The number of progressive bills killed by the IDC is staggering. Wickedly, these are bills that relate to areas of policy that these candidates claim to support on their platforms. Yet when such bills get passed by the Assembly and reach the Senate, they die in committee. If they do make it to the floor, what gets passed is so neutered that it might as well have died in committee. The pattern that has emerged over the years is clear. Some of these bills are:

  • Reproductive Health Act — A01748
  • Universal Single-Payer Healthcare — A05062
  • Limits Denial Of Coverage Of Additional Treatment Related To Health Care Services — A01378
  • Climate and Community Protection Act — A10342
  • Sanctuary State Law — A02432
  • Full Day Kindergarten Funding — A08692
  • DREAM Act — A04311
  • GENDA (LBGTQ) — A04558
  • Voting Rights — A00204 and A10370
  • New York State Fair Pay Act — A06937
  • Campaign Finance Reform — A09535

Follow the Money

A look at who is financing the IDC goes a long way toward explaining the not-so-hidden agenda.
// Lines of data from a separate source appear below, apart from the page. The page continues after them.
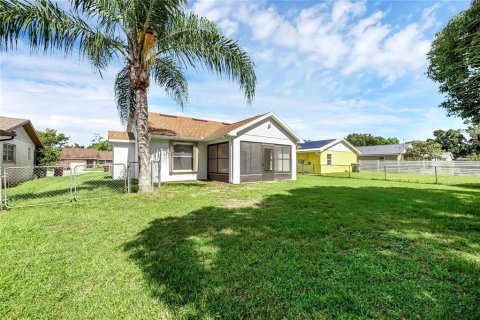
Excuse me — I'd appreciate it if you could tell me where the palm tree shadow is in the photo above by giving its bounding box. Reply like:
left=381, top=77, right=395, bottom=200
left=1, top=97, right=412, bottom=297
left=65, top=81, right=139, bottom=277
left=124, top=187, right=480, bottom=318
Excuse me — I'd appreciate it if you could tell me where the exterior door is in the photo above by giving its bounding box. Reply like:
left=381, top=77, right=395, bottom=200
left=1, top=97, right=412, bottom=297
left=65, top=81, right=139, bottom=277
left=262, top=146, right=275, bottom=181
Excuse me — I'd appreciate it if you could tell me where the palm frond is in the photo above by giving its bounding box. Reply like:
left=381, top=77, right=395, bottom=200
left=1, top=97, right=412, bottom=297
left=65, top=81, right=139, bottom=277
left=114, top=67, right=136, bottom=125
left=0, top=0, right=94, bottom=54
left=151, top=58, right=188, bottom=109
left=158, top=13, right=257, bottom=103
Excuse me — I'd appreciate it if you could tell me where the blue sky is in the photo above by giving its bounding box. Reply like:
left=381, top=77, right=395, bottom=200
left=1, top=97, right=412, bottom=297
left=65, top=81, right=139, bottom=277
left=0, top=0, right=470, bottom=144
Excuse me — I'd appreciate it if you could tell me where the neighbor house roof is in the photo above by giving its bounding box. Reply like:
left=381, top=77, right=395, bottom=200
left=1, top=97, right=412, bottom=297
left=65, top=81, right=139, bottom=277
left=0, top=116, right=43, bottom=148
left=297, top=138, right=360, bottom=154
left=357, top=143, right=410, bottom=156
left=60, top=148, right=113, bottom=160
left=300, top=139, right=336, bottom=149
left=108, top=112, right=301, bottom=140
left=108, top=131, right=135, bottom=141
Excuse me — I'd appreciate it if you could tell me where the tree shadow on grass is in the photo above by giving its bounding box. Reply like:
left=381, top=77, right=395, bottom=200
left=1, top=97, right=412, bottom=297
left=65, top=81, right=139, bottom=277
left=124, top=187, right=480, bottom=319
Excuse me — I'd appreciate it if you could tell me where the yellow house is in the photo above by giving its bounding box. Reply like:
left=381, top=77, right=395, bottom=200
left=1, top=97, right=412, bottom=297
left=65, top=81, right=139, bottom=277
left=297, top=139, right=360, bottom=174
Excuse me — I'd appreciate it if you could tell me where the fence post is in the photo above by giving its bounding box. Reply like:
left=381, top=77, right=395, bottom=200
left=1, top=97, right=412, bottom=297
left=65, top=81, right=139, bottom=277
left=68, top=164, right=73, bottom=202
left=0, top=171, right=3, bottom=211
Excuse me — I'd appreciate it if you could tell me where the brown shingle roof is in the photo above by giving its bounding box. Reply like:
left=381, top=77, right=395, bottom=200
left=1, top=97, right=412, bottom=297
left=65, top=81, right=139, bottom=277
left=0, top=116, right=43, bottom=148
left=148, top=112, right=263, bottom=138
left=108, top=131, right=135, bottom=140
left=60, top=148, right=113, bottom=161
left=0, top=117, right=30, bottom=131
left=108, top=112, right=265, bottom=141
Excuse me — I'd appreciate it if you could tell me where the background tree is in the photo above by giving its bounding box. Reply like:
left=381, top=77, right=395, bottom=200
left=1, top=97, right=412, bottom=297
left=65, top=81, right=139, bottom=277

Board of Elections filings show that the IDC has taken money from special interest groups that include: Success Academy charter schools, Coalition for Public Charter Schools, Greater New York Hospital Association, Real Estate Board of New York (Both Eric and Ivanka Trump are members), and the Neighborhood Preservation PAC.

Moreover, after a deal struck in 2016, the IDC is now utilizing two campaign accounts — the Senate Independence Campaign Committee account and the Senate Independence Campaign Committee Housekeeping account. Both are associated with the Independence Party. (yes. that Independence Party). And since the Independence Party is an actual statewide political party, it can legally raise and spend far more money than the IDC can under election law. In other words, this new arrangement allows the IDC to take in larger sums and transfer money directly to its members’ political campaigns since it is now able to operate under the same rules as the Senate Republican Campaign Committee and Democratic Senate Campaign Committee.

But can they? Court filings show that the Board of Elections Chief Enforcement Counsel, Risa Sugarman, filed a lawsuit looking into this in the fall of 2017, as originally reported by Politico New York. The lawsuit asks for a judge to prohibit the unlimited money transfers from the two campaign accounts to IDC members. It further requests a freeze on all donations to, and all expenditures made by, both IDC committees. Sugarman’s complaint highlights that election law unequivocally requires that party officers of committees, such as Klein, be enrolled members of said party. So, given that Klein is a member of the Democratic Party and not the Independence Party, it’s a problem. Going into 2018, this could kneecap the IDC. And that is probably a good thing.

What’s Next for the IDC?

As an aside, the Independence Party endorsed Andrew Cuomo for reelection last December, as they did previously in both 2010 and 2016. Needless to say, the quid pro quo between them has been clear, as Cuomo has never stayed on the sidelines in regard to the IDC and their machinations.

Cynthia Nixon and New York Governor Andrew Cuomo.

The IDC has created an opening for progressive Democrat Cynthia Nixon to challenge Cuomo. (Nixon Photo: Metropolitan Transportation Authority of the State of New York; Cuomo Photo: MTA New York City Transit/Marc A. Hermann)

Now that may finally be changing. Cuomo appears to be caving to pressure because he has now asked the IDC to disband. On April 3, 2018, he officially announced that the IDC would close shop, paving the way for reunification of the New York Democratic Party. We shall watch this development for authenticity as Cuomo is likely to pay a political price for supporting them in the first place. Cynthia Nixon, who has mounted a primary challenge from the left, may well defeat him yet.